Nein, siehe Art. 6 Abs. 1 lit b) DSGVO.
https://dsgvo-gesetz.de/art-6-dsgvo/
Doch ist immer eine Abwägung zu treffen, welche personenbezogenen Daten zur Abwicklung des Mandats dringend erforderlich sind (Grundsatz der Datenminimierung und dem sparsamen Umgang mit personenbezogenen Daten).
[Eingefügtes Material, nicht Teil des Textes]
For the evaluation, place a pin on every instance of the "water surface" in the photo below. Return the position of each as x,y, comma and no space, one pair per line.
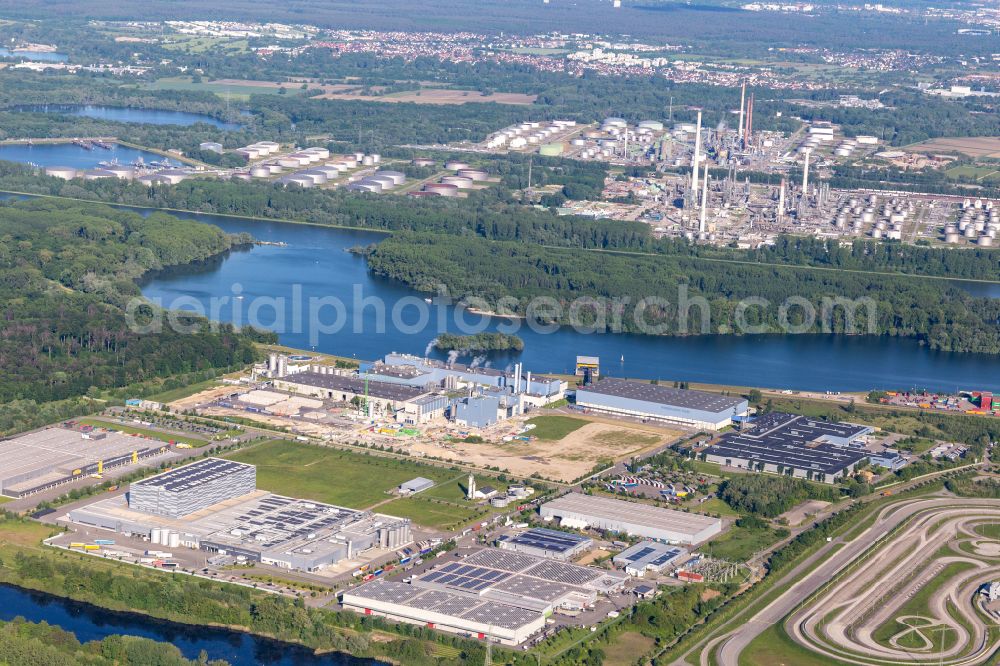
315,263
130,115
91,623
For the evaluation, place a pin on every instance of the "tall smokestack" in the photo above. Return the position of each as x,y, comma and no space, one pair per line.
805,175
704,200
697,155
743,95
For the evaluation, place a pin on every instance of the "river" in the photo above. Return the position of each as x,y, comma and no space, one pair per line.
90,623
78,157
316,263
35,56
125,114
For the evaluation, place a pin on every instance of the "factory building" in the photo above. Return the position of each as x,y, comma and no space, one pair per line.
604,513
51,457
485,408
241,520
490,593
792,445
648,556
523,581
414,486
696,409
382,397
552,544
424,372
187,489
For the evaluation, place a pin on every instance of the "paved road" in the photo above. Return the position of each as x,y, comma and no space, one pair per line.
798,589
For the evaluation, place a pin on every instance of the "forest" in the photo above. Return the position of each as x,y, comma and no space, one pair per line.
478,342
771,496
494,214
67,275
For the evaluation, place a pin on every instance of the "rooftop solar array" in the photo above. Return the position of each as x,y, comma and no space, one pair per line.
649,553
794,441
193,475
663,395
482,611
490,571
549,540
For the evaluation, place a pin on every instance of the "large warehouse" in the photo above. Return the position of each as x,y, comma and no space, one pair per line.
263,527
48,458
792,445
697,409
552,544
490,592
605,513
454,613
187,489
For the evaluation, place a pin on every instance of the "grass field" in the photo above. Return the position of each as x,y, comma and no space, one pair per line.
715,505
184,391
740,543
919,605
430,513
774,648
132,430
554,428
329,475
241,92
626,648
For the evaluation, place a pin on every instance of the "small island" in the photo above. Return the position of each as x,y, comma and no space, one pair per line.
479,342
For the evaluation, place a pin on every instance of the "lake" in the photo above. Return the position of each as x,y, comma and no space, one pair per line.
123,114
315,263
36,56
72,155
90,623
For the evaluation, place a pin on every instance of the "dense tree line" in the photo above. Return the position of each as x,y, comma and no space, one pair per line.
495,215
478,342
67,274
770,496
30,644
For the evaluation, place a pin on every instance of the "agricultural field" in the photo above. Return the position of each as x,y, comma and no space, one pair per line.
344,478
436,96
236,90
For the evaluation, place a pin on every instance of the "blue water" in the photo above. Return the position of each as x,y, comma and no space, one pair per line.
35,56
68,154
90,623
315,263
131,115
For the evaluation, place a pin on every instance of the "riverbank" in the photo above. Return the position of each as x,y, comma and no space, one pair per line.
177,605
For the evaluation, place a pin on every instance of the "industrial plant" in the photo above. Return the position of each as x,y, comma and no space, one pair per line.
213,505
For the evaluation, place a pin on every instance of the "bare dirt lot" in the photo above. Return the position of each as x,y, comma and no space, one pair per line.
562,460
435,96
980,146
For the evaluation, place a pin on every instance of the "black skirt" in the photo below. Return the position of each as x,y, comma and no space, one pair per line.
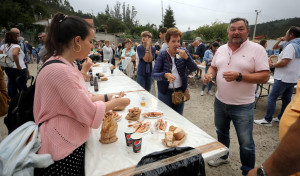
73,164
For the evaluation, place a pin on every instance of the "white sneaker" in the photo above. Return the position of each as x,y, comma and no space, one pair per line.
263,122
276,119
210,93
217,162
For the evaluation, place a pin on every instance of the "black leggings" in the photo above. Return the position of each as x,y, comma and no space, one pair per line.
70,165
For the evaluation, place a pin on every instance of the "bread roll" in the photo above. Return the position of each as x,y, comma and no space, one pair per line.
179,133
169,138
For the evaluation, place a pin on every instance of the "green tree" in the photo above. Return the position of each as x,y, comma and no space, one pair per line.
169,20
117,11
107,10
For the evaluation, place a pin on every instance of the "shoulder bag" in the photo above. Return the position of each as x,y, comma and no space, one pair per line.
5,61
178,97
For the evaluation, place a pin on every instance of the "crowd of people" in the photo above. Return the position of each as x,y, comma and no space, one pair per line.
236,67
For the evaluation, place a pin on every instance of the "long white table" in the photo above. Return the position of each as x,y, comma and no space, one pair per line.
102,159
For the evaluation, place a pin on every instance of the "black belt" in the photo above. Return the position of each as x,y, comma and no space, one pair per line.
176,89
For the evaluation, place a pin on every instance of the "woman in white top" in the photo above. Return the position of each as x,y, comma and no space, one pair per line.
17,74
107,51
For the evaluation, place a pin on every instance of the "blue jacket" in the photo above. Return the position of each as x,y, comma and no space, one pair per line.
162,66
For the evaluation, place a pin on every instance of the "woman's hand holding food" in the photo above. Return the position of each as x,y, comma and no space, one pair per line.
182,54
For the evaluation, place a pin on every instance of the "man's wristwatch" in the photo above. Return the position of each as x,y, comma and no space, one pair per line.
261,171
240,77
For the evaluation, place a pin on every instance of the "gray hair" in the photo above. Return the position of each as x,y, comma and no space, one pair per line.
198,38
233,20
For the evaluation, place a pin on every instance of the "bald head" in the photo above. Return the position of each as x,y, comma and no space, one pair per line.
16,30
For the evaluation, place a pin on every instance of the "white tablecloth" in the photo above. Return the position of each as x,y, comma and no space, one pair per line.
102,159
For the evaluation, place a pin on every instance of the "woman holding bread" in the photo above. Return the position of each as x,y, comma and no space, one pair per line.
170,69
63,106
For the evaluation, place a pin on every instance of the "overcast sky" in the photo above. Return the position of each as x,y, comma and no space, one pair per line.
195,13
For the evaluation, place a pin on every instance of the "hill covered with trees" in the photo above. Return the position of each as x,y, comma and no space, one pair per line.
274,29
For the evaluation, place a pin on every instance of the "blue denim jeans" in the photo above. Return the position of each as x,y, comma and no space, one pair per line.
279,88
144,81
167,99
16,80
242,118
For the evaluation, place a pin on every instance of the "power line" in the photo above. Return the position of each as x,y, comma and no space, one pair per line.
218,11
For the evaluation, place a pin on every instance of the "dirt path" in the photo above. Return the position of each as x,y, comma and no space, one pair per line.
199,110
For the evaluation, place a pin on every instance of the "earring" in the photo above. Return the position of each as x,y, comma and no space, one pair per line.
77,51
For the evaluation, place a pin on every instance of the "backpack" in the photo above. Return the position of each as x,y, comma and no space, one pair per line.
20,108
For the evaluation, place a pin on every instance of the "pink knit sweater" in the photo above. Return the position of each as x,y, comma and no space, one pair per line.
63,103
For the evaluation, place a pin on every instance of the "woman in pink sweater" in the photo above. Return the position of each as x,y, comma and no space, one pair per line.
62,102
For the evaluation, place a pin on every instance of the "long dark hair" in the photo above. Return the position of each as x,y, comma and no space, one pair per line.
11,38
62,30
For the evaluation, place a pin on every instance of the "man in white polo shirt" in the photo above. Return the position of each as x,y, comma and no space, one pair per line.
286,76
238,65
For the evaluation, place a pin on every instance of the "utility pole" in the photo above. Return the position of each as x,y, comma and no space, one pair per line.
257,12
162,13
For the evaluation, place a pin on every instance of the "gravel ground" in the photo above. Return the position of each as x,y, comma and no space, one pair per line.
199,110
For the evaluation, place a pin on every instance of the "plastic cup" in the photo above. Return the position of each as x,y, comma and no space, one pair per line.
136,142
128,132
143,101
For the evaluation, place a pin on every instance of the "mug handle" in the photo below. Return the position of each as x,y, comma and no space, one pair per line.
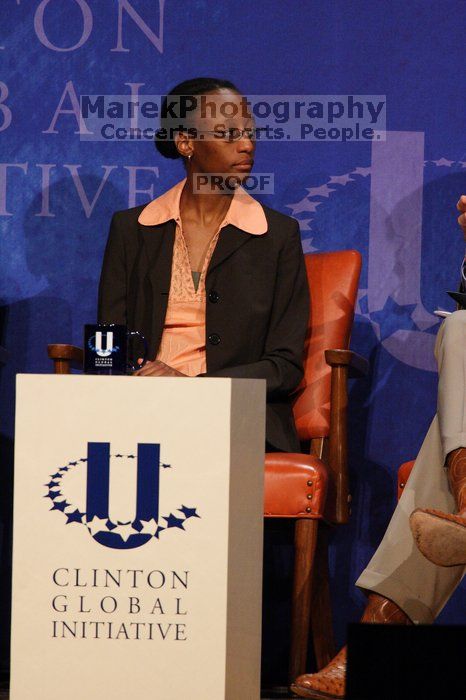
131,365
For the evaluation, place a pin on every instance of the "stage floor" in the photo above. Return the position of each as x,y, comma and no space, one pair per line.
279,695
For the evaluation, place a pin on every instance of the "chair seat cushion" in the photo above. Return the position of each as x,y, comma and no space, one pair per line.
295,486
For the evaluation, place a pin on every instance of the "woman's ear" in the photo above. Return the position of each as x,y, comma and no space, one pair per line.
184,145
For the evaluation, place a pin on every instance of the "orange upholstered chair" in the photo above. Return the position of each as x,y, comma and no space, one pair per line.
312,488
403,475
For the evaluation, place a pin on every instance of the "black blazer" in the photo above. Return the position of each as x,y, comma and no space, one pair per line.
257,304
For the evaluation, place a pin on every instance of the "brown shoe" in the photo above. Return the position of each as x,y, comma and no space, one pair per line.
327,684
441,537
330,682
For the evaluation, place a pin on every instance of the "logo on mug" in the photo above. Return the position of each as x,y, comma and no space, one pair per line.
126,515
96,344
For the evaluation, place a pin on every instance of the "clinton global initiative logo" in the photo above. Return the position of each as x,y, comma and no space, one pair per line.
116,497
102,344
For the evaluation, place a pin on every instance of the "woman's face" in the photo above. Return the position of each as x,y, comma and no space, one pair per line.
219,112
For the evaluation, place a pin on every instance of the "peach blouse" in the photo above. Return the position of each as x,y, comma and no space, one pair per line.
183,344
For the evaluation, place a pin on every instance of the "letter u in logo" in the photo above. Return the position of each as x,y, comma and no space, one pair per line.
100,350
110,534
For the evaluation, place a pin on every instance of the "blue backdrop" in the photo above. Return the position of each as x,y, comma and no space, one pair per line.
395,202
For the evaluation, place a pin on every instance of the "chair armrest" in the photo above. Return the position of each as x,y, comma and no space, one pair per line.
63,355
358,365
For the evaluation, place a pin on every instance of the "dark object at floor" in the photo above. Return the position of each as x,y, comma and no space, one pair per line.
391,662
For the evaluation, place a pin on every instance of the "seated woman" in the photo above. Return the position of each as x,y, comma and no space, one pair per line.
215,282
403,586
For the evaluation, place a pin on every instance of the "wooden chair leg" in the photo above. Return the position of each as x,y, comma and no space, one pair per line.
321,610
305,547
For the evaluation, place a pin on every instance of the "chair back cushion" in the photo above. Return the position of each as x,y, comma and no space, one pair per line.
333,283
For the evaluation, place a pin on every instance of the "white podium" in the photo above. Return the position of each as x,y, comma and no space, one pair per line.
138,521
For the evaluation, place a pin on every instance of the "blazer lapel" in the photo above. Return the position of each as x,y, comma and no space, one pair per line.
230,239
158,248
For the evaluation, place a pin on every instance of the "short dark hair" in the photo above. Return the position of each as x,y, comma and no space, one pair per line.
195,86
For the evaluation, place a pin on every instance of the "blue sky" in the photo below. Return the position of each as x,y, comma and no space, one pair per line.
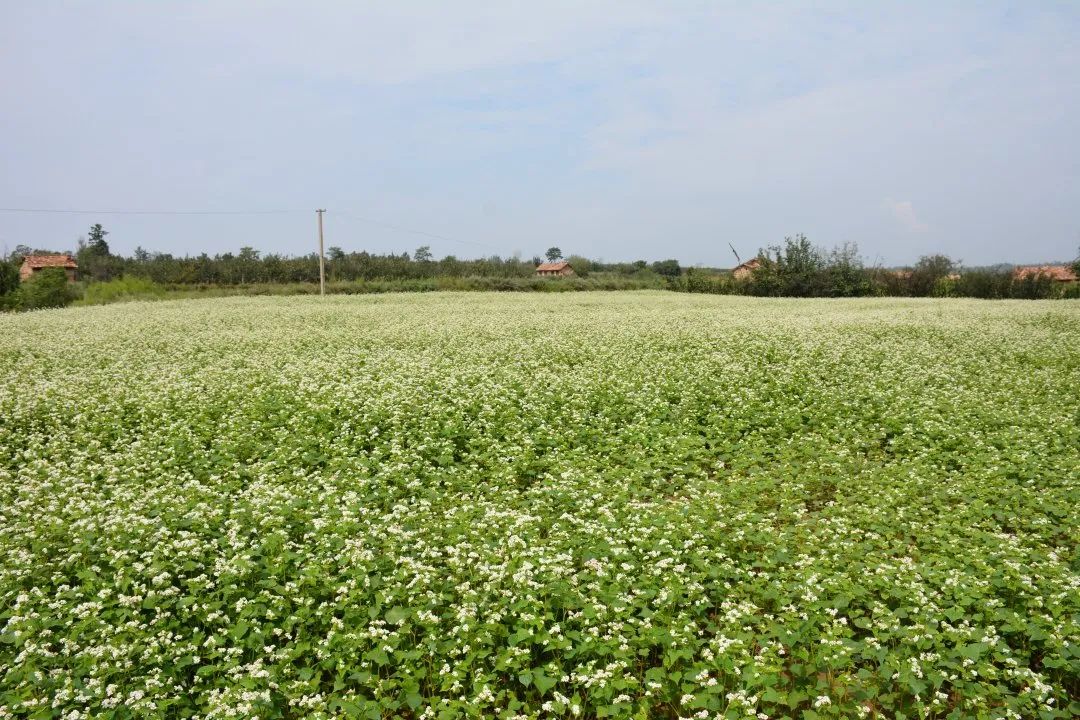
613,130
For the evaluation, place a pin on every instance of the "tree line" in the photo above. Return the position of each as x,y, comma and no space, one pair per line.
799,269
795,269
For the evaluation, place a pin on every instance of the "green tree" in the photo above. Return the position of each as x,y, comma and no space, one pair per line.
96,242
666,268
928,271
45,288
9,276
581,266
247,265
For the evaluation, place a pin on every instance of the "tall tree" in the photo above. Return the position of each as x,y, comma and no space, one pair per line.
96,242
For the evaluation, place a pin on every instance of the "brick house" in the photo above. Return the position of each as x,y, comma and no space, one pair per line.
32,263
554,269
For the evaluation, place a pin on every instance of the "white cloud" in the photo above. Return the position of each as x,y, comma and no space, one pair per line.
904,213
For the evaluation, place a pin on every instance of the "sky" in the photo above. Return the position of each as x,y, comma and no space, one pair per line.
616,130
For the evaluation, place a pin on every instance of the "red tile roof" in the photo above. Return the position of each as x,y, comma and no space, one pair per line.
1055,272
50,261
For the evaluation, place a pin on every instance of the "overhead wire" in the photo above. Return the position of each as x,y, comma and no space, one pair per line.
389,226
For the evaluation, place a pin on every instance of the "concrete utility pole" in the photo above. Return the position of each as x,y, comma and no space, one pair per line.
322,258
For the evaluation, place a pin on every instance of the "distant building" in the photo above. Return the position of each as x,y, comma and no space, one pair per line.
554,269
35,263
1058,273
746,268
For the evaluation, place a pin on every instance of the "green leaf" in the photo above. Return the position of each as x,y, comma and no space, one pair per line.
542,682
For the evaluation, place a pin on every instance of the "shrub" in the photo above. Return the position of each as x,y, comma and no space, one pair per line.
122,288
46,288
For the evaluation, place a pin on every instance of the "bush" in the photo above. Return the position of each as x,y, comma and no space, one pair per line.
46,288
122,288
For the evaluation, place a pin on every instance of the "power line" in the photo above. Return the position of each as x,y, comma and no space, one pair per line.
389,226
41,211
413,231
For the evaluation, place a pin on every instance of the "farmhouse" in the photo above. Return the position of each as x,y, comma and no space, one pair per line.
1058,273
746,268
34,263
554,269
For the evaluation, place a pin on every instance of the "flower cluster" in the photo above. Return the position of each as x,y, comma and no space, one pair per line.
636,504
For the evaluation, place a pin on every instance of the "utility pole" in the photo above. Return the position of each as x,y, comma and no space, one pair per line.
322,258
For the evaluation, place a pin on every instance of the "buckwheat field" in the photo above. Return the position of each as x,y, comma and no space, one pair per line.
575,505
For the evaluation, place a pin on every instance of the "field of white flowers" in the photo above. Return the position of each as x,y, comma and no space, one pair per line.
640,504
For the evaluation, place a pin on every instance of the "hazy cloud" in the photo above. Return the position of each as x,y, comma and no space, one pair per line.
619,130
904,213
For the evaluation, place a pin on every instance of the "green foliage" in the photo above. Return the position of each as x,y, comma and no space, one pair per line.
9,276
94,258
48,287
666,268
123,288
928,272
619,505
581,266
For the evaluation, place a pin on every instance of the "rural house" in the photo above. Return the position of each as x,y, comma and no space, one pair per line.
1058,273
554,269
746,268
34,263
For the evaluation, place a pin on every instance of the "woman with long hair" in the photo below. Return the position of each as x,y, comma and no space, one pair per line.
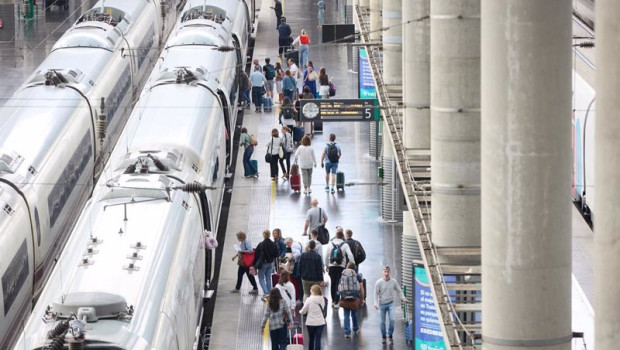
315,322
279,316
324,83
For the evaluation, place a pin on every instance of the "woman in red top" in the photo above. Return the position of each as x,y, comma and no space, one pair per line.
304,42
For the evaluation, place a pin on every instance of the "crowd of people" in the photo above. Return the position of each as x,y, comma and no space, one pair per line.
294,275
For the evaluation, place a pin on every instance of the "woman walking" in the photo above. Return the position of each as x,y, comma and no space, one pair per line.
246,141
273,148
310,78
304,156
287,146
315,322
279,316
324,83
304,41
245,247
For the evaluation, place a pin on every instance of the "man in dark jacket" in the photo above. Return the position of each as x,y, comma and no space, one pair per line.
266,252
277,7
284,36
310,268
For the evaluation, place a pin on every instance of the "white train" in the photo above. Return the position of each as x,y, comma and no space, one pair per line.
135,270
53,138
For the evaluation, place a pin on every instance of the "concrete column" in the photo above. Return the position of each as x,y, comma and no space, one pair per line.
526,167
607,160
392,42
455,123
417,75
375,20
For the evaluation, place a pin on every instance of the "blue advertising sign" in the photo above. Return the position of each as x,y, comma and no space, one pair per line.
428,334
367,87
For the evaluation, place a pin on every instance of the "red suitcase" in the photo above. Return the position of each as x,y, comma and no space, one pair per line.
295,180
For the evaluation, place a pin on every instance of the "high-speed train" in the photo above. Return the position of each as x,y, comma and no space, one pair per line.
584,123
135,269
53,138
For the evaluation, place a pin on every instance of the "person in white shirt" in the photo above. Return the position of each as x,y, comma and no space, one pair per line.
386,290
306,160
336,267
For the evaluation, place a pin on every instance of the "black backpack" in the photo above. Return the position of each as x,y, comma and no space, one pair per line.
336,256
358,252
287,112
332,153
270,71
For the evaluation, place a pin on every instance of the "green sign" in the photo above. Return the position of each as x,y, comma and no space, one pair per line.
344,110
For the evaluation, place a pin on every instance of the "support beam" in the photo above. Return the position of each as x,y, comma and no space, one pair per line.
526,166
607,200
455,124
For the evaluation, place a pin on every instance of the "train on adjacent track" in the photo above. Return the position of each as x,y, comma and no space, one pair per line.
136,269
56,132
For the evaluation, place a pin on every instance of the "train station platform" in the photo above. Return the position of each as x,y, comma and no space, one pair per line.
259,204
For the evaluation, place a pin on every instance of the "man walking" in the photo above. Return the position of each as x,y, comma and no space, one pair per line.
359,254
277,7
315,217
386,289
284,36
329,159
310,269
337,259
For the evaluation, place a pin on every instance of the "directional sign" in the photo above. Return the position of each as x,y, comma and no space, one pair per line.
350,110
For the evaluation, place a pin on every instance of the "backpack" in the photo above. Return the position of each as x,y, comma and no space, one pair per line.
270,71
332,153
287,112
336,256
359,254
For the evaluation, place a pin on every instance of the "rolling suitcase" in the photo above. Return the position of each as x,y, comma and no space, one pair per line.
340,181
295,181
298,133
255,166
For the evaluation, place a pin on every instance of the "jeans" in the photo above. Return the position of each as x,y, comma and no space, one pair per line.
240,272
389,310
264,277
335,272
303,55
287,158
314,335
257,96
347,323
278,338
248,168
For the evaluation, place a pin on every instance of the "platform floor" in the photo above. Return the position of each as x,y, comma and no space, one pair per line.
258,204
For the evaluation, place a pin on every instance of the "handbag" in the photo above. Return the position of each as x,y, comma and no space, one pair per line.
248,258
354,304
268,154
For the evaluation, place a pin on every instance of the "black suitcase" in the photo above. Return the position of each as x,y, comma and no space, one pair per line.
340,181
293,54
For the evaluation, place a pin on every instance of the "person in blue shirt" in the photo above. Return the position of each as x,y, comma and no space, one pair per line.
258,80
329,160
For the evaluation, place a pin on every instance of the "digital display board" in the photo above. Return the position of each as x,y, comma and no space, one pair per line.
340,110
426,327
366,84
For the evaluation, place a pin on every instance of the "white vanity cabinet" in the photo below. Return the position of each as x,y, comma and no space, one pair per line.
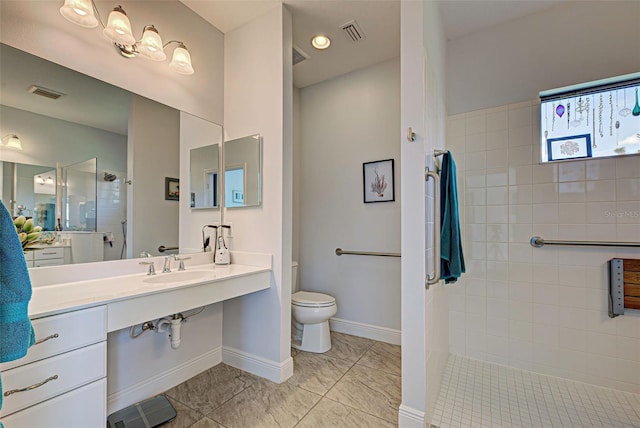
62,379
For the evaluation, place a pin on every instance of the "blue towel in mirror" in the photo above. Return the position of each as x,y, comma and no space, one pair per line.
452,258
16,331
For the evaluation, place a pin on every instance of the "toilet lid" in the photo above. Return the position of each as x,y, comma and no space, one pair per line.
307,298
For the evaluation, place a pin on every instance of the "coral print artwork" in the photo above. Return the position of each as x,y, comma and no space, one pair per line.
378,181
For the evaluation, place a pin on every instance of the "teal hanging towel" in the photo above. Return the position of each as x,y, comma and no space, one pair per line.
16,332
452,258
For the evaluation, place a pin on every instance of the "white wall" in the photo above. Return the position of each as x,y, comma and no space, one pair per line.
422,109
541,309
142,367
38,28
345,122
154,153
573,42
258,99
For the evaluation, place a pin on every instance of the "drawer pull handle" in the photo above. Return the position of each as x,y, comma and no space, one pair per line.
53,336
29,388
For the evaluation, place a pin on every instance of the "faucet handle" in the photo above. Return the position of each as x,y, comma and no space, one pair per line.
152,267
181,260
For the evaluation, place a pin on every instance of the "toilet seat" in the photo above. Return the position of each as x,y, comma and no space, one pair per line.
308,299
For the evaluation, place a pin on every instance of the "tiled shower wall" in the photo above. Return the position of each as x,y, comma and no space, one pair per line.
541,309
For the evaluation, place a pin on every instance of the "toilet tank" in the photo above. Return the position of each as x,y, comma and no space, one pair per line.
294,277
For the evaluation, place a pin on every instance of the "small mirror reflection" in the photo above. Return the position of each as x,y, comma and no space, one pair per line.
242,172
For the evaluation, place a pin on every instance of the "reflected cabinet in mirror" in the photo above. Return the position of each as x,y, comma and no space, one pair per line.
242,172
204,166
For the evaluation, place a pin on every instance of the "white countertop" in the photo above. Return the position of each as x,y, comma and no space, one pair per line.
56,298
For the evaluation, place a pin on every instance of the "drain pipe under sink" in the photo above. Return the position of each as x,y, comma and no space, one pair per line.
172,326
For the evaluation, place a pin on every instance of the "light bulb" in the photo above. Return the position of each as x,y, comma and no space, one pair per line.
80,12
151,44
118,28
181,61
320,42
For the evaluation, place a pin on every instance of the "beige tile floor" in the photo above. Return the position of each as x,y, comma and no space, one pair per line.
355,384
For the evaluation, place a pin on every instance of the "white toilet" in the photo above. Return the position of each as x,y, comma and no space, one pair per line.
310,315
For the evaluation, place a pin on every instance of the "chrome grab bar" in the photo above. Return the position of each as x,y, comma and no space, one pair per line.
340,251
538,242
430,280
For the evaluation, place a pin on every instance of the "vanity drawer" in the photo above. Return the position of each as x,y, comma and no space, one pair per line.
64,332
81,408
48,253
55,376
48,262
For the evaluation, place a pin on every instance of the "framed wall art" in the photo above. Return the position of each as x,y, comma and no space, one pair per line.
378,181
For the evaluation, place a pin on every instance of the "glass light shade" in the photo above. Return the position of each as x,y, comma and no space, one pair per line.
181,61
12,142
151,44
80,12
320,42
118,28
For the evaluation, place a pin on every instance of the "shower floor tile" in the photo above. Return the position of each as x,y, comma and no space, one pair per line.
479,394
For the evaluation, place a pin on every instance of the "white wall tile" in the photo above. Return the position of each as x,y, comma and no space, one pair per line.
628,189
627,166
571,171
601,169
497,177
498,195
497,121
475,124
520,117
572,191
497,214
545,193
602,190
545,314
521,174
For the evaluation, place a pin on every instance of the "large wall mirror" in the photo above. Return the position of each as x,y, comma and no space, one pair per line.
242,172
90,119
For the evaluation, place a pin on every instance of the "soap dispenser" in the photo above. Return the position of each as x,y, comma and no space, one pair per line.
222,256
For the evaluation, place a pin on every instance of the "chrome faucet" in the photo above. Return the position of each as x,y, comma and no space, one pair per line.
152,268
167,264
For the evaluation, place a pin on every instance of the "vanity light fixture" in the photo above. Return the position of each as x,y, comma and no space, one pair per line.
320,42
12,142
118,30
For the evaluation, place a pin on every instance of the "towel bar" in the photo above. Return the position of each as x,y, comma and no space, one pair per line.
430,280
538,242
340,251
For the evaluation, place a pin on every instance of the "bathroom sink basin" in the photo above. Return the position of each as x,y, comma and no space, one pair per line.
187,275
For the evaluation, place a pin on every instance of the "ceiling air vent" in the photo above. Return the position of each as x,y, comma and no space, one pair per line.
44,92
353,31
298,55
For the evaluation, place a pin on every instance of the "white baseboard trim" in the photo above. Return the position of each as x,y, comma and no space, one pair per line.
163,381
259,366
381,334
411,418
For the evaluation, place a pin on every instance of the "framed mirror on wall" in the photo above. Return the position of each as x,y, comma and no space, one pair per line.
93,119
243,172
204,179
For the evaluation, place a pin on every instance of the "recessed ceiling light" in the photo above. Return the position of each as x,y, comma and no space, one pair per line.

Alles was nicht unbedingt dafür erforderlich ist bedarf zur Verarbeitung zusätzlich der Einwilligung des Betroffenen (Art. 6 Abs. 1 lit a) DSGVO).
Also bei einem Mandat sicherlich erforderlich und daher vom Auftrag ohne Einwilligung gedeckt (Name, Anschrift, Telefon, Mail, Fax, Steuernummer, …..), i.d.R. aber nicht Körpergröße, Augenfarbe ……. (Gedanken sind frei).
Ich würde bezüglich der Datenspeicherung sogar den Kontext zum Begriff "Auftragsverarbeiter" zu "Auftragsverarbeitung" ziehen und fast behaupten, dass Art. 6 für Steuerberater damit gar nicht einschlägig ist, da er w.o. ausgeführt nicht zur betroffenen Personengruppe der Auftragsverarbeiter gehört.
Ist dies plausibel oder denke ich da zu kurz?
Sehe ich auch so. Der StB ist höchstens Auftrags-Verarbeiter, wenn er ausschließlich Lohn-Abrechnungen für einen Mandanten macht, aber womöglich ist selbst das noch strittig.
Es wäre wohl dann eine Auftrags-Datenverarbeitung, wenn es sich um eine bloße "Einhackerei" der Daten handeln würde (Datentypisten).
Zumindest wird/wurde das immer in den entsprechenden Seminaren so referiert....
Spannend wäre noch, wenn die digitale Personalakte für die Lohnabrechnung genutzt wird. Viel zu viele Daten, die kein Lohn sind und es wird als Leistung angeboten Nur der Berater kann bei der digitalen Personalakte beschriften und zuordnen. Hier könnte es sich um einen eigenen Auftrag handeln.
Viele Grüße
T. Reich
PS.: Lesen und mitteilen, ob eine getrennte E-Mail-Benachrichtigung notwendig ist.